Margot Young | CUPE Research

Study after study shows that public spending on child care should be a top priority. The wide-spread and long-lasting economic, social, and health benefits for children, families, and society far outweigh the costs. However, Canada is last among its peer countries on public spending on child care. Despite all the evidence, the federal Conservative government persists on ineffective high-cost proposals such as income-splitting and the Universal Child Care Benefit.
 
In 2011, the Harper conservatives made an election pledge that they would allow couples with children under 18 to split up to $50,000 of their income each year for tax purposes. This would reduce what the household would pay in taxes to the Canada Revenue Agency.
 
The Canadian Centre for Policy Alternatives (CCPA) study, Income Splitting in Canada: Inequality by Design, showed Canadians that the Conservative plan to extend income splitting to families with children under 18 would provide no benefit to 86 per cent of all families. Meanwhile the cost to the federal government would be $3 billion and the cost to the provinces would be $1.9 billion for a total loss of revenue in 2015 alone of nearly 
$5 billion.
 
The recent resignation of Federal Finance Minister Flaherty would in part explain why after the last federal budget he specula­ted that the Conservatives may not pursue an income-splitting scheme. Whatever signals Flaherty was trying to send, the Prime Minister has repeated several times that some form of income splitting will be introduced by the Conservatives.
 
So what does all of this have to do with child care?
 
There is talk that the Conservatives may be contemplating increasing their much criticized universal child care benefit. “Income-splitting and the child benefit cheque are examples of using public policy to trade down instead of trading up,” said Trish Hennessy, Director of Strategic Issues with the CCPA.
 
The Universal Child Care Benefit (UCCB) provides $100 a month per child until they are six years of age and costs about $2 billion a year. It delivers little to families in terms of its stated goal to provide choice in child care arrange­ments. The benefit is fraught with unfairness in terms of an income transfer and it does absolutely nothing to address the pressing crisis faced by most families in having available affordable child care.
 
There is a dire shortage of regulated child care for families across Canada. “Canadians are offered a small array of boutique items that cost more and deliver less than a direct investment in a universal child care program would.
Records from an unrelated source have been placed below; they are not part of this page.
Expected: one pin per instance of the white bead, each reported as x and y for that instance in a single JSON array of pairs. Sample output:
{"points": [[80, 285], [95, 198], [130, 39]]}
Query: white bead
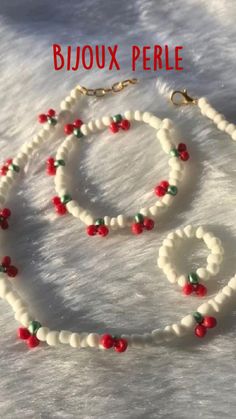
{"points": [[155, 122], [42, 333], [138, 116], [232, 283], [202, 273], [106, 120], [188, 321], [64, 336], [129, 115], [52, 338], [93, 340]]}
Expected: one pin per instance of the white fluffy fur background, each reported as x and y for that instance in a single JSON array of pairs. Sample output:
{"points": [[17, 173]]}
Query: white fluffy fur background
{"points": [[80, 283]]}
Such a program would present parents with better options and a greater bang for our collective tax buck. At the end of the day, parents in Canada are still in search of affordable, high quality child care— they’re still faced with a lack of options,” said Hennessy.
 
When you add up the combined cost of income-splitting that benefits the rich and child benefit cheques that don’t buy quality child care, the missed opportunity costs are huge. Canada could accomplish so much more. If Canadian governments are concerned about supporting families with children, they could provide a universal child care program similar to the Quebec model for affordable child care for all families. It is time to rethink child care.